Shock WNBA champs, dethrone Monarchs
DETROIT – Katie Smith has won Olympic gold, an American Basketball League title and scored 5,000 points in the pros.
Entering this season, though, her Hall of Fame resume lacked one crucial element: a WNBA championship.
You can check that one off.
Smith scored 17 points and had two crucial baskets in the fourth quarter of Game 5 Saturday to seal the Detroit Shock’s decisive 80-75 victory over the defending champion Sacramento Monarchs.

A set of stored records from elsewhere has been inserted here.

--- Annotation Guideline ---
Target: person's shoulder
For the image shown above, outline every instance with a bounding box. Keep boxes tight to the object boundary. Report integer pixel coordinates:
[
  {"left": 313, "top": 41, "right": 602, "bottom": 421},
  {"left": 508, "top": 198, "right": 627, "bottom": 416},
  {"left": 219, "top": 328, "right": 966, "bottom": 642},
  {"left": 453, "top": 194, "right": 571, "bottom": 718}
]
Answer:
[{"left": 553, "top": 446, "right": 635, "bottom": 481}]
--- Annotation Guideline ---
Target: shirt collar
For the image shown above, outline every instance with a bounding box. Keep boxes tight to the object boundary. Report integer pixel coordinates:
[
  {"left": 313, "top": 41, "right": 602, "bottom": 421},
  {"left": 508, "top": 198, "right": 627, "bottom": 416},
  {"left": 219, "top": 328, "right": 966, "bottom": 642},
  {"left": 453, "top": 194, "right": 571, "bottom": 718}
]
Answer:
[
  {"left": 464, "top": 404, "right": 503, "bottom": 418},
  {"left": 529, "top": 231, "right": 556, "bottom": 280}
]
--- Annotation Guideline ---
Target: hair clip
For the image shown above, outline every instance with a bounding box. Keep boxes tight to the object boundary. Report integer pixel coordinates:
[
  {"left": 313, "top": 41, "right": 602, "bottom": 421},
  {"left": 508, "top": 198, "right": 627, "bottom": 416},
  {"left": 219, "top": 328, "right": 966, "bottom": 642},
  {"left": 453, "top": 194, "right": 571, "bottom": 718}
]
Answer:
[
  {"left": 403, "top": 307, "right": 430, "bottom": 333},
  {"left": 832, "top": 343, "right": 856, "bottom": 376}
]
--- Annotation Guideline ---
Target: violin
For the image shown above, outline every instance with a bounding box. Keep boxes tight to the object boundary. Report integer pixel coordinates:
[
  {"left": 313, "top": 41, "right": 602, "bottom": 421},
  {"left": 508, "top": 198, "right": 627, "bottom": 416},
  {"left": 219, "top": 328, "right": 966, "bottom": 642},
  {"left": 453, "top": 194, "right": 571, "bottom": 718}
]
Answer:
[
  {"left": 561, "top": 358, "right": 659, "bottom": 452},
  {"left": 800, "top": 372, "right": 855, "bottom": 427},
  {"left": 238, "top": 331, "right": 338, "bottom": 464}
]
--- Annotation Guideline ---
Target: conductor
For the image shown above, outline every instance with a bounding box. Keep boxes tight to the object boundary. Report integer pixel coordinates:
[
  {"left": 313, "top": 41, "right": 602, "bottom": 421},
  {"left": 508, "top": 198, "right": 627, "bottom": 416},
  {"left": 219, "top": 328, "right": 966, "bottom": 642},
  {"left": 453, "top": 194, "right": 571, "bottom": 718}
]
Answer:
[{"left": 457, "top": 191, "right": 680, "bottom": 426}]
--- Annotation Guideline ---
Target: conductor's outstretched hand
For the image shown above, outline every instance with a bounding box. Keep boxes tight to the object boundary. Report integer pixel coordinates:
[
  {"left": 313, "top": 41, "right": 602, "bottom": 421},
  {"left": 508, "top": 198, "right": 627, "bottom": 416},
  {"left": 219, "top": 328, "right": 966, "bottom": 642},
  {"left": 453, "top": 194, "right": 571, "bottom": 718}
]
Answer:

It was Detroit’s second WNBA title in four years.
Deanna Nolan was the finals MVP after a 24-point performance, but it was Smith who got all the attention after the game.
“This one is special,” said Smith, who scored in double figures in four of the five games. “When you are younger, you think you’ll get chance after chance after chance, but now I know that’s not how it works.”
Smith hurled the ball high in the air as time expired and the party was on at Joe Louis Arena, where the announced crowd of more than 19,000 was the second-highest total in the history of the finals.
“Katie’s a great, great player and she did just what we expected her to do,” Shock coach Bill Laimbeer said. “She could have easily been the MVP, too.”
Sacramento, for a half at least, looked like it would win two titles in a row. It held the lead for the entire second quarter and took a 44-36 halftime advantage on Kara Lawson’s running jumper with 1 second remaining.
But Nolan scored 10 points during a game-changing 18-3 run to open the second half and the Shock never trailed again.
“I’m really angry and upset with the way we played,” said Sacramento’s Nicole Powell. “Detroit is a good team, but when you give a team those transition shots in the final game of the series, it’s very disappointing.”